Prohibition of offsetting/rights of retention
The customer may only offset our payment claims if their claims are undisputed. or have been legally established.
The customer may only assert a right of retention against us if it is based on claims arising from the same contract.
Special provisions for use, long-term delivery, and maintenance contracts
To the extent that one of the aforementioned contracts can be terminated for good cause, good cause exists for both parties in particular if:
a) insolvency, composition, or liquidation proceedings have been filed or initiated against the assets of the other party, or
b) the other party has significantly violated its deadlines despite a warning.
A good cause entitling the customer to extraordinary termination without notice also exists if the customer loses its contract to provide rescue services, regardless of the reason.
We are entitled to extraordinary termination of one of the aforementioned contracts without notice even if We are entitled to demand payment if the customer fails to meet their payment obligations despite the due date, even after a grace period of two weeks.
Properties according to the Medical Devices Act (MPDG) and the Medical Devices Operator Ordinance (MPBetreibV)

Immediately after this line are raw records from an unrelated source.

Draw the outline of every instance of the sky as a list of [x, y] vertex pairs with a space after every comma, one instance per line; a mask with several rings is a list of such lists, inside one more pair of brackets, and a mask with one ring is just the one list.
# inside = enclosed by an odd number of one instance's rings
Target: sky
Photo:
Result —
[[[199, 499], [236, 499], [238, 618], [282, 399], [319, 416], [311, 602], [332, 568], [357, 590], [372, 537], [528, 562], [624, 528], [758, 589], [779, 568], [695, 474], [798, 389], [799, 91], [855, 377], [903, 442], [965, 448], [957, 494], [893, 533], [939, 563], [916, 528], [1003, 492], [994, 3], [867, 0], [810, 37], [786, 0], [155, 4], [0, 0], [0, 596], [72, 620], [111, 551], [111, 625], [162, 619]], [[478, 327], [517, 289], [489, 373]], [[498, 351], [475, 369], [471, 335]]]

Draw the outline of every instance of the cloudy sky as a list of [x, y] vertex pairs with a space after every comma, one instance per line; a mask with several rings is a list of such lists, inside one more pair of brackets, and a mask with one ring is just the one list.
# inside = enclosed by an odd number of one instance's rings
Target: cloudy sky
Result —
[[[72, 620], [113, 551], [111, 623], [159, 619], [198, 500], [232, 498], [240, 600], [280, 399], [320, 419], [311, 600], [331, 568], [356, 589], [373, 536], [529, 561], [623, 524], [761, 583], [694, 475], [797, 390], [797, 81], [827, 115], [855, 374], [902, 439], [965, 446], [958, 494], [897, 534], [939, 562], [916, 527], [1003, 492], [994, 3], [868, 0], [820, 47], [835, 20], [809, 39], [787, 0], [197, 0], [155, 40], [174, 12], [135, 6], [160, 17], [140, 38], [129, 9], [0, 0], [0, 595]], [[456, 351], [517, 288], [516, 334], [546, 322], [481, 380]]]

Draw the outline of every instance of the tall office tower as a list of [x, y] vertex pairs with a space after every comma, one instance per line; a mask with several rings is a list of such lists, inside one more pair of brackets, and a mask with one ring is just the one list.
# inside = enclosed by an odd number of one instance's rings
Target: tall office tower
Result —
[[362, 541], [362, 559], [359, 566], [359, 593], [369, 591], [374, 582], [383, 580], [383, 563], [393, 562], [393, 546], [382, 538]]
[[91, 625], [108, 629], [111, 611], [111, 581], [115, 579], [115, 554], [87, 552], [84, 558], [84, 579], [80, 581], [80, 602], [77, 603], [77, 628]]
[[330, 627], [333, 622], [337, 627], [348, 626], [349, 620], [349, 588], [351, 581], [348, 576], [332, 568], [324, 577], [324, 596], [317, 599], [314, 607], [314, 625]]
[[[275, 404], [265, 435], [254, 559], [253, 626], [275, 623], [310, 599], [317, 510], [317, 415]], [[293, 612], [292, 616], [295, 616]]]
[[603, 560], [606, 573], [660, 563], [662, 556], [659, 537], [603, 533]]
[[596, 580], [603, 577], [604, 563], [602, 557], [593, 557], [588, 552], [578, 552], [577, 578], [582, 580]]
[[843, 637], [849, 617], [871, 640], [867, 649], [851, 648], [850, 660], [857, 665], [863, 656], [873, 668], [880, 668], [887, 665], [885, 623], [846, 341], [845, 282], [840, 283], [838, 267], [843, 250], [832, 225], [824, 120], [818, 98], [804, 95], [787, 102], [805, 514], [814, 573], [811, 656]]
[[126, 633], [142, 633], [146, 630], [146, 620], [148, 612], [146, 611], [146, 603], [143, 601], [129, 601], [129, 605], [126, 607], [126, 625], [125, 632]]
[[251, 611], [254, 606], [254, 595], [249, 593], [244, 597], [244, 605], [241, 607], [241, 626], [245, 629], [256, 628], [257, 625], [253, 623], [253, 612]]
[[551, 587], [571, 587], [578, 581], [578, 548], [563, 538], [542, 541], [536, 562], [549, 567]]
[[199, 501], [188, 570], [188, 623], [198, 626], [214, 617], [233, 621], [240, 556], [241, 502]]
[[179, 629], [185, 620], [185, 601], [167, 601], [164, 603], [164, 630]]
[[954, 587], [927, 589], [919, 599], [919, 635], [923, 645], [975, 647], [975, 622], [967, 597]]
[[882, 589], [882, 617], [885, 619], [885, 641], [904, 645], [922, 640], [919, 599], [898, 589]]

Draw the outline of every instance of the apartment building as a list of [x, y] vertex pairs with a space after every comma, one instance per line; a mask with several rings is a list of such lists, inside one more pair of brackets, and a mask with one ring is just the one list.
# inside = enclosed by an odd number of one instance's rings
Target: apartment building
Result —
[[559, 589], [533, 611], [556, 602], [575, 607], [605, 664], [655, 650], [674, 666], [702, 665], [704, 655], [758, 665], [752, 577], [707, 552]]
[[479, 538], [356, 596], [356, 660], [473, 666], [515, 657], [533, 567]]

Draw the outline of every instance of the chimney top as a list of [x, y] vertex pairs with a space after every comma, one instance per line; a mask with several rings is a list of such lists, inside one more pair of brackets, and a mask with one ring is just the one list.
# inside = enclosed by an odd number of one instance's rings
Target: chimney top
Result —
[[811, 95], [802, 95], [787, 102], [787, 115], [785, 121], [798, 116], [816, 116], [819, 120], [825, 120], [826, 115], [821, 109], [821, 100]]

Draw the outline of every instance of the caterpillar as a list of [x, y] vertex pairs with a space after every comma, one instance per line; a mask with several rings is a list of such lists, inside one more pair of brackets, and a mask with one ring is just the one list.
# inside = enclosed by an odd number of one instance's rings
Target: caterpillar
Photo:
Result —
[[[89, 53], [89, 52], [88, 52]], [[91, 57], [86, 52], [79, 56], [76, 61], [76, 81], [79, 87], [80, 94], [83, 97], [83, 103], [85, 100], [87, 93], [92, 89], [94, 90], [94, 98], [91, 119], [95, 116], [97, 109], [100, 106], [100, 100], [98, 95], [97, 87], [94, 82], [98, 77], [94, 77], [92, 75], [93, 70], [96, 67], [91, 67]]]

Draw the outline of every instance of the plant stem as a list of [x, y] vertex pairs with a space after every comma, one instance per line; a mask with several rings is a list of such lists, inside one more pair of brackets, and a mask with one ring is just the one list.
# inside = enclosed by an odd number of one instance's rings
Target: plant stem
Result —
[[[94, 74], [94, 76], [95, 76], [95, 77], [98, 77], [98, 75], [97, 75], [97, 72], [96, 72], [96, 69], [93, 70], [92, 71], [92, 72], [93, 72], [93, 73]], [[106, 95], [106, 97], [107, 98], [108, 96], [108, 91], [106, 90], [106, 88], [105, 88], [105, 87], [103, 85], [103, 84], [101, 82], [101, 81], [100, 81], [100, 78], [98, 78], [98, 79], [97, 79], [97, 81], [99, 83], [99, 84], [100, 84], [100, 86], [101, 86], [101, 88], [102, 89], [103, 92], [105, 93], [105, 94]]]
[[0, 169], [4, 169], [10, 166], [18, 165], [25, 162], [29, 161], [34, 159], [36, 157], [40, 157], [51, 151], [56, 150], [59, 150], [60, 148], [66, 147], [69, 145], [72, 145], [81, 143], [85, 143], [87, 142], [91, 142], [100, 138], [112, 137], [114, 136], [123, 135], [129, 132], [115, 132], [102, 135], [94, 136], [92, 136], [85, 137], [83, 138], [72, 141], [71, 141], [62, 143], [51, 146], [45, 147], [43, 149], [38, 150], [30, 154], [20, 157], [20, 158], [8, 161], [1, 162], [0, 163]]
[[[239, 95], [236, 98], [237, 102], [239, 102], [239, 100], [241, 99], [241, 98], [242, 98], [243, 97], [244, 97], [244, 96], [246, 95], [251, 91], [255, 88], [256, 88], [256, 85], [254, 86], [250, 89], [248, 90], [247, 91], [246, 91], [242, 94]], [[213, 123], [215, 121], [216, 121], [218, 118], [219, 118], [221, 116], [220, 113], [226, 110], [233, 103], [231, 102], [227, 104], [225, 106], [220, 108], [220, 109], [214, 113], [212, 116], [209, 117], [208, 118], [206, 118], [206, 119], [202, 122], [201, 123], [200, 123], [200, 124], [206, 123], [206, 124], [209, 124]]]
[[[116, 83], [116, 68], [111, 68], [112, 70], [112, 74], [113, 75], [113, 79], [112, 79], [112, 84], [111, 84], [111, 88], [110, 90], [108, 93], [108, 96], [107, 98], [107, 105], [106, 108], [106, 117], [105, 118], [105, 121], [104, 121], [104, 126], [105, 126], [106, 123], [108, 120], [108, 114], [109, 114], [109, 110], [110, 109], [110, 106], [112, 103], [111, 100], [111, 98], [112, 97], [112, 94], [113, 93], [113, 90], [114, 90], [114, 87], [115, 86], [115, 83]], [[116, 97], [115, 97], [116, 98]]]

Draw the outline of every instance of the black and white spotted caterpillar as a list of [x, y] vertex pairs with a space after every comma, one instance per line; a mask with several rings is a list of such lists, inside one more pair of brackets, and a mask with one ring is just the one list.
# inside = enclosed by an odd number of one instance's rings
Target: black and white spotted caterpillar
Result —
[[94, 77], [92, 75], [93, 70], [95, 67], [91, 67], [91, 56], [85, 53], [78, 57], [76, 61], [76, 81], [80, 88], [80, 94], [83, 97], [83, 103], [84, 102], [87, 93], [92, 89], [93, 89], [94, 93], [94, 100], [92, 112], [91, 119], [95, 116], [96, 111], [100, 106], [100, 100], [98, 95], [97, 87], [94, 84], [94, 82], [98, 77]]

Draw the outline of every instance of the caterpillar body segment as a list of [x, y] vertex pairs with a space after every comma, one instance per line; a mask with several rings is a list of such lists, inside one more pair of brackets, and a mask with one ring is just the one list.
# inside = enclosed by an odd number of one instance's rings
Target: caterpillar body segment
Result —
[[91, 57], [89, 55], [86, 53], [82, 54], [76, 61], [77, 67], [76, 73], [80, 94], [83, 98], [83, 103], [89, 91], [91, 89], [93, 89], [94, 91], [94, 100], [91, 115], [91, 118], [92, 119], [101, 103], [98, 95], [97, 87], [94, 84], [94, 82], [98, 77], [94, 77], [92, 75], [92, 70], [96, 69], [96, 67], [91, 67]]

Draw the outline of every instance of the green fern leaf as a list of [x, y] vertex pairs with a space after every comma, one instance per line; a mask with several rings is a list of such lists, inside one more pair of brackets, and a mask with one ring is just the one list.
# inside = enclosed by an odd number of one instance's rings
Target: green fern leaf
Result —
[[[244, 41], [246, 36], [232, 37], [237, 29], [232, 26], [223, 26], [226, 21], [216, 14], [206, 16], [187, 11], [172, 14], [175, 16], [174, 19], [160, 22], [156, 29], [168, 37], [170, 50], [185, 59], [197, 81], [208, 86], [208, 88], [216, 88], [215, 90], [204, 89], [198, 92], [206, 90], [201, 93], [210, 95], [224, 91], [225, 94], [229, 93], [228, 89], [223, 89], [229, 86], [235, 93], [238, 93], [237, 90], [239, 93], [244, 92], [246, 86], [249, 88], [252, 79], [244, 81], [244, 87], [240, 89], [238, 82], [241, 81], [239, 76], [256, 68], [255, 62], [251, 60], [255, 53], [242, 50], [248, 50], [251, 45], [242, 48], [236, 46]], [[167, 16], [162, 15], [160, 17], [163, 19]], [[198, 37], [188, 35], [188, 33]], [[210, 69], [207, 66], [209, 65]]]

If we undertake inspection, maintenance, or other work on the customer's equipment or on equipment and medical devices provided to us, this expressly does not release the customer from their obligations and liability under the Medical Devices Operator Ordinance (MDG) and the Medical Devices Operator Ordinance (MPDG). We expressly do not assume the customer's legal position as operator and do not assume any resulting liability.
Place of Jurisdiction and Choice of Law
- For all current and future claims arising from the business relationship with merchants, legal entities under public law, or special funds under public law – including bills of exchange and check claims – the exclusive place of jurisdiction is Chemnitz.
- The same place of jurisdiction applies if the customer does not have a general place of jurisdiction within the country.
Applicable Law
These General Terms and Conditions and all legal relationships between us and the buyer shall be governed exclusively by the law of the Federal Republic of Germany, excluding international uniform law, in particular the UN Convention on Contracts for the International Sale of Goods.
Final Provisions
Should individual parts of these General Terms and Conditions or concluded individual contracts be invalid, this shall not affect the validity of the entire set of terms and conditions or contract.
The invalid agreement shall then be replaced by the legally permissible provision be replaced by a provision that most closely reflects, legally and economically, the intention of the parties expressed in the invalid clause.